The public's ire grew in 1679 after one witch trial resulted in the execution of twenty people, and Count Ferdinand's cousins lodged formal complaints against him with the Holy Roman Emperor. Historian Thomas Robisheaux describes further prosecutions in 1680, which proved to be the last witch trials in Schellenberg and Vaduz, as "arguably [one of] the most intense witch panics in the German territories". Indeed, by 1680, 300 people had been executed for witchcraft, equivalent to one-tenth of Vaduz's population at the time. Approximately 40% of victims were men, and 60% were women.

Executions that took place in 1680 would prove to be the last fatal witch trials in Schellenberg and Vaduz. Because the trials had targeted poor and affluent households alike, influential families protested Count Ferdinand's regime to Leopold I, Holy Roman Emperor in 1681.

An imperial commission investigated both Ferdinand's conduct and the validity of witch trials occurring in Schellenberg and Vaduz. The commission ultimately prohibited Count Ferdinand from continuing to prosecute (and seize assets from) alleged witches; a jurist at the University of Salzburg further recommended that all convictions from 1679 and 1680 should be revoked. An imperial order in 1684 enforced the commission's recommendations, and Ferdinand was arrested shortly thereafter; he remained in custody until his death on 18 February 1686.

== Analysis of prosecutions ==
Witch trials conducted by Ferdinand Karl Franz's government initially enjoyed strong public support, particularly among residents of Vaduz's Triesenberg and Triesen. By 1680, 300 people had been executed for witchcraft, equivalent to one-tenth of Vaduz's population at the time. Witches were typically executed by beheading, with their bodies burnt afterwards.

Historian Thomas Robisheaux would describe prosecutions in 1680, which would prove to be the last witch trials in Schellenberg and Vaduz, as "arguably [one of] the most intense witch panics in the German territories". Approximately 40% of the witches convicted in Vaduz between 1648 and 1680 were men; 60% were women.

== Creation of Liechtenstein ==
In 1699, Ferdinand's brother and heir Jakob Hannibal von Hohenems sold Schellenberg to the House of Liechtenstein, another German noble family with few holdings of its own. At this time, Schellenberg owed 244 creditors, and the sale was required to clear the Hohenems family's debt. Jakob also gave the Liechtensteins right of first refusal if his family decided to sell Vaduz as well, which the Liechtensteins exercised in 1712.

Charles VI, Holy Roman Emperor accepted the Liechtenstein family's request to formally unite their holdings of Schellenberg and Vaduz in 1719, establishing the Principality of Liechtenstein. Historians and writers including Wolfgang Behringer, Brian A. Pavlac, Günther Meier, and William Monter suggest that the modern state of Liechtenstein subsequently exists as a direct result of witch trials in the region.

== Aftermath ==
Tensions between the families of both witch trial victims and prosecutors persisted for decades after the House of Liechtenstein united Schellenberg and Vaduz.
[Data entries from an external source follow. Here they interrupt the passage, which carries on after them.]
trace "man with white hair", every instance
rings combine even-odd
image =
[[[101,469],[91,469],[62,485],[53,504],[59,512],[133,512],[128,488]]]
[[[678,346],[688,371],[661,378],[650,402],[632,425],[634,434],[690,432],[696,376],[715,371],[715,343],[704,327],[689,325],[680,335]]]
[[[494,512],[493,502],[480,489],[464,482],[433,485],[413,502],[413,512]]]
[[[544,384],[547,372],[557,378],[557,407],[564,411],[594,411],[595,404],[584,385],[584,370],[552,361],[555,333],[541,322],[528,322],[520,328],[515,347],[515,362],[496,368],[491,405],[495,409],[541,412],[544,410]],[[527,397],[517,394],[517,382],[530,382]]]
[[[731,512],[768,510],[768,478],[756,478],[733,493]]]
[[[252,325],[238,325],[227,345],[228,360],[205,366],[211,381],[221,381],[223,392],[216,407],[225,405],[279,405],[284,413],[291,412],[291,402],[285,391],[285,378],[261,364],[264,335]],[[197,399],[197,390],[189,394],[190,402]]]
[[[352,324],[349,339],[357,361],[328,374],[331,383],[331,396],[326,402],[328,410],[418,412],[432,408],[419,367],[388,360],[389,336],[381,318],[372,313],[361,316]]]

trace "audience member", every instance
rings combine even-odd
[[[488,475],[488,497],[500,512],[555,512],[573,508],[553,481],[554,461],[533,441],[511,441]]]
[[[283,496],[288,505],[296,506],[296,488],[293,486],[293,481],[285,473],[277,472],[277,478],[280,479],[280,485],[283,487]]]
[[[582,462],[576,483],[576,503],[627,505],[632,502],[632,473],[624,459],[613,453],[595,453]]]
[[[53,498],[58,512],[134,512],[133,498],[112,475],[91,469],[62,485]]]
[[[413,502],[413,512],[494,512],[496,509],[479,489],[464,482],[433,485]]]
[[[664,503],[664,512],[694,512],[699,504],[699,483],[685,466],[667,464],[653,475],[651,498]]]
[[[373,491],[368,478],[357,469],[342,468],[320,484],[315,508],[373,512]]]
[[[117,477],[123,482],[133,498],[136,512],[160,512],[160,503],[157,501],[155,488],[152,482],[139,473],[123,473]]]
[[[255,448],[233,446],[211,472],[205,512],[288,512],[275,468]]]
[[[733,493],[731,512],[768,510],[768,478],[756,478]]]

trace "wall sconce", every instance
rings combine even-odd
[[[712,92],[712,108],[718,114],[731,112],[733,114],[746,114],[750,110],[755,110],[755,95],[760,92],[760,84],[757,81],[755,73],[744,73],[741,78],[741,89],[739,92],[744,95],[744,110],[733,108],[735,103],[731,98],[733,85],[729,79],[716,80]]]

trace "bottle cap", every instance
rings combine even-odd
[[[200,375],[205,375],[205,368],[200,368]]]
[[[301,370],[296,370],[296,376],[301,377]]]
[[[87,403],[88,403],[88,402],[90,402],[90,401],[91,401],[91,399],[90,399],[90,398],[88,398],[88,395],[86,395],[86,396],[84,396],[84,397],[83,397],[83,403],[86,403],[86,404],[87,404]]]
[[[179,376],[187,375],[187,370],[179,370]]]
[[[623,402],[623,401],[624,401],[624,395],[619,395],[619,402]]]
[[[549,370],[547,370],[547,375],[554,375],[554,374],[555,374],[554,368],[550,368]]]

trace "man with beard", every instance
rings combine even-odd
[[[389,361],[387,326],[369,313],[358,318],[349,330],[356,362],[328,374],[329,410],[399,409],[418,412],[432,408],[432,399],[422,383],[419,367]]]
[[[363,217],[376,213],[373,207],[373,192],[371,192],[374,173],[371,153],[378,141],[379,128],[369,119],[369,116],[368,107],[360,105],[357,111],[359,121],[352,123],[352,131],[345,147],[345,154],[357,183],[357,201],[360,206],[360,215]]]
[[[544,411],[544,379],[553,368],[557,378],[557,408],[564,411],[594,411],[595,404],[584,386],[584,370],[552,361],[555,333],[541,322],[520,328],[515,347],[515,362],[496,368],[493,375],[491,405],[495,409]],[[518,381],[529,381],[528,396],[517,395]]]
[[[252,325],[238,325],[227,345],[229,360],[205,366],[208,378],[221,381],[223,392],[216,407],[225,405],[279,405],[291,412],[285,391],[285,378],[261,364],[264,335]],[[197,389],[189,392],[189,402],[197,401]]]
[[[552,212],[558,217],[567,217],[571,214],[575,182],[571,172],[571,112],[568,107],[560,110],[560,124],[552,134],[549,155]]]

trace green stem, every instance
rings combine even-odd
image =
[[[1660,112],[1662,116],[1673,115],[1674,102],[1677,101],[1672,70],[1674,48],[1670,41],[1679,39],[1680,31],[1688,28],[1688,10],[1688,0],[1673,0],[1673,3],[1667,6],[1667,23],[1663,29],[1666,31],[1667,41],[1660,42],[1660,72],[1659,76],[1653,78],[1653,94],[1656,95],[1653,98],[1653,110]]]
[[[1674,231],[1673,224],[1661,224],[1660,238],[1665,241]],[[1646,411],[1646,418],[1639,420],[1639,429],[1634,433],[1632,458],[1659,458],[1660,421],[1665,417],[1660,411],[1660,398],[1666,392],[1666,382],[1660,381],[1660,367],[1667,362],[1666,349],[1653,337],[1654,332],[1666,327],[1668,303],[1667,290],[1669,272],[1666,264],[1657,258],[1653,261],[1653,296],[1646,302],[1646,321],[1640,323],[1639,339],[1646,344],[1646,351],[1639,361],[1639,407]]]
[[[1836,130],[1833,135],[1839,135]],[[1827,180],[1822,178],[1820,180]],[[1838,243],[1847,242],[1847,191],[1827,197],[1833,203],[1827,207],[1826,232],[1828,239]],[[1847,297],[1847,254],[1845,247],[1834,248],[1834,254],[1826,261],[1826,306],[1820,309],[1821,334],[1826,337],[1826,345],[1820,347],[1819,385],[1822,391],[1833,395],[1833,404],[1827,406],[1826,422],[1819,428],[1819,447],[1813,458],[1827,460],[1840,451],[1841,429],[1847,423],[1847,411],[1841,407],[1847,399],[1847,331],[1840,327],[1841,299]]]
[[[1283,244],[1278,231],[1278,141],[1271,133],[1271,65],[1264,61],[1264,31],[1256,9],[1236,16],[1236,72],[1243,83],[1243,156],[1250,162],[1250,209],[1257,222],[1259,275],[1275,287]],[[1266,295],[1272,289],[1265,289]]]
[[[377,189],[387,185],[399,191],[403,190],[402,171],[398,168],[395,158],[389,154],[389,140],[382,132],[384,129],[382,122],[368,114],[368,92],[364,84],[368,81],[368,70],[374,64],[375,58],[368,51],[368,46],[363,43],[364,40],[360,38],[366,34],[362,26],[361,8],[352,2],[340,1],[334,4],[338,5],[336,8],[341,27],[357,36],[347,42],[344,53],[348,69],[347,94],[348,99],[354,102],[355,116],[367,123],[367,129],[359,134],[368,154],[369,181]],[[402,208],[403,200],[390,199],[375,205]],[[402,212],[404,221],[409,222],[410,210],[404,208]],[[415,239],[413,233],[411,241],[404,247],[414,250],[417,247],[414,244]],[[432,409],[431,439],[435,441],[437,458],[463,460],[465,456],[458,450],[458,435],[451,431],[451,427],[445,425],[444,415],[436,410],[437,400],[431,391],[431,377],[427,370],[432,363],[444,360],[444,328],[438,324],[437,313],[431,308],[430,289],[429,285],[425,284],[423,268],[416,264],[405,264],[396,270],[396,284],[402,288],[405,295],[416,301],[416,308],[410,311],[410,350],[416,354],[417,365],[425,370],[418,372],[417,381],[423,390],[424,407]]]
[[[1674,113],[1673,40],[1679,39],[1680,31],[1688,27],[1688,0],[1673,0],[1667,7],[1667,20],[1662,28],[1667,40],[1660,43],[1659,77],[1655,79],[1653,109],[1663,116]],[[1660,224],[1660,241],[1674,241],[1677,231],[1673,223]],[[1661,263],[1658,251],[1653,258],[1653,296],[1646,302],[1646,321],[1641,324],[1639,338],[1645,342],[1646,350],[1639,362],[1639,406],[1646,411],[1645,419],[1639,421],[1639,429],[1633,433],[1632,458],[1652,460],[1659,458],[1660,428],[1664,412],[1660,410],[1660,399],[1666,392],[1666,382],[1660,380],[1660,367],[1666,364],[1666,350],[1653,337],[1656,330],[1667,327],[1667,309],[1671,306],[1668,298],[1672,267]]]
Most of the witch trials resulted from accusations by the self-appointed Brenner ("Burners"), a group of zealots who used the witch trials to settle personal disputes. In Liechtensteiner folklore, the souls of the Brenner are said to inhabit a deep ravine called Tobel, where they are trapped until judgement day. They are subsequently known as the Tobelhocher ("ravine sitters"). Descendants of the Brenner experienced difficulties marrying as late as the mid-20th century.